Manuel Climbing Icy Snow Below the Summit of Cordon Cerro (El Fraile), Near Coyhaique Chile

Cristian & Manuel at the (Very Windy) Summit of Cordon Cerro (El Fraile)

A Kitchen with Manificent Views

Footprints of a "Lion of the Andes" (a Puma)

Descent to Coyhaique Through a Forest
(Note the Ubiquitous "Man´s Beard" Growing on All the Trees)

Ice Trekking on Glaciar Exploradores - 16th October

The journey to the glacier required a pre-dawn start, which presented some wonderful colours. We drove past a ´dead wood´ (bosque muerto) which was caused by a the ash fall from the erruption of Volcan Hudson in 1991.

Bosque Muerto Resulting from Ash Fallout from Vulcan Hudson

The Glacier Exploradores is one of the many glaciers (28 in all) that branch off the Northern Patagonian Ice Field. This ice field is the third largest ice mass outside of the polar regions (the largest being in Greenland and the second largest being the Southern Patagonian Ice Field). The ice field is (I believe) 120km (75miles) long (north-south) by 80km (50 miles) wide (east-west). The Glaciar Exploradores is a´small offshoot´ in the north east corner of the ice field.

Access to the glacier is preceded by a tricky traverse of the morraine. The moraine is a vast expanse of boulders, gravel, melt pools and ice that is left behind by the glacier as it retreats. One can view the ´high tide´ mark showing the furthest point reached by the glacier during it´s years of advance. The huge power of the glacier is evident from the vast trench ripped through the landscape by the advancing ice. In fact there were two walls of rock caused by two separate glacial advances.

Moraine of Glaciar Exploradores

Once on the glacier (having donned crampons), we were presented by an ´other-worldly´ lanscape of undulating ice with blue-green drain holes and pools. The royal blue hues created by the light penetrating the ice and water in the pools were wonderful.

Tim on Glaciar Exploradores

We were fortunate enough to find an old drain hole which previously had melt water flowing through it. We climbed inside and marvelled at the sculptured shapes left by the spiralling water and the mix of blues, greens and whites of the ice.

A (Disused) Melt Water Drain Hole in Glaciar Exploradores

A little quirk of the glacier are the mini holes created by stones and rocks. The stones absorb much more of the sun´s heat than the ice around them (which reflect much of it back). This causes the stones to heat up more than the surrounding ice and the rocks sink into the ice that they melt - causing the rocks to descend into the ice.

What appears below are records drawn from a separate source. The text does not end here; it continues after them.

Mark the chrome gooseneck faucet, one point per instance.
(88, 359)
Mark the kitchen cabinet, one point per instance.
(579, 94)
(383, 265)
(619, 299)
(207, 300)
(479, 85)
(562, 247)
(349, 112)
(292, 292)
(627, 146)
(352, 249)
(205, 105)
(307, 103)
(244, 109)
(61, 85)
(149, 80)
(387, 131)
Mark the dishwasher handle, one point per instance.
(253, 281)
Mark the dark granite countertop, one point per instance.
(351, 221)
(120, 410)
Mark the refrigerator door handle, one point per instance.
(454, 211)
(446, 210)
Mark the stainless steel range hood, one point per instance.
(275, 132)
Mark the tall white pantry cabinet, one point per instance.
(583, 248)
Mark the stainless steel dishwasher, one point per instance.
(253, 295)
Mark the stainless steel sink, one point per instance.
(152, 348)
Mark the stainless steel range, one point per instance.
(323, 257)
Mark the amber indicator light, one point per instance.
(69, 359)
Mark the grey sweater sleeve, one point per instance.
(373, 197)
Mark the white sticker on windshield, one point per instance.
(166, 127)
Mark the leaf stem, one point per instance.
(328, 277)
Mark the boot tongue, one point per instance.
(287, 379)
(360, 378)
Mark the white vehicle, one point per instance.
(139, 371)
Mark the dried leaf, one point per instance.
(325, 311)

A ´Sinking Stone´ on Glaciar Exploradores

Journey - Puerto Ibanez (Chile) to El Chalten (Argentina): 17th - 19th October, 2011

More tricky travelling in Southern Patagonia. Puerto Ibanez, Chile, is on the northern shore of Lago General Carrera (the Argentines refer to it as Lago Buenos Aires) and is a point to catch the ferry across the lake to Chile Chico. I was stuck in Puerto Ibanez for a day while waiting for a ferry. Then a night in Chile Chico (Chile) before crossing the border to Los Antiguos (Argentina).

Ideally at this point I would have taken a bus directly south on Routa 40 to El Chlaten, but there are no such buses until mid November. Follow a rather roundabout route via the Atlantic coast via Pico Truncado, Rio Gallegos and then westwards to El Calafate and finally El Chalten. This meant a journey that would have been 714 km (446 miles) and one coach ended up being 1557 km (973 miles) and three coaches. So just zoned out and watched the Patagonian steppe go by. I saw that in the plains around the towns of Pico Truncado and Fitz Roy there was oil production, so countless nodding donkeys in action.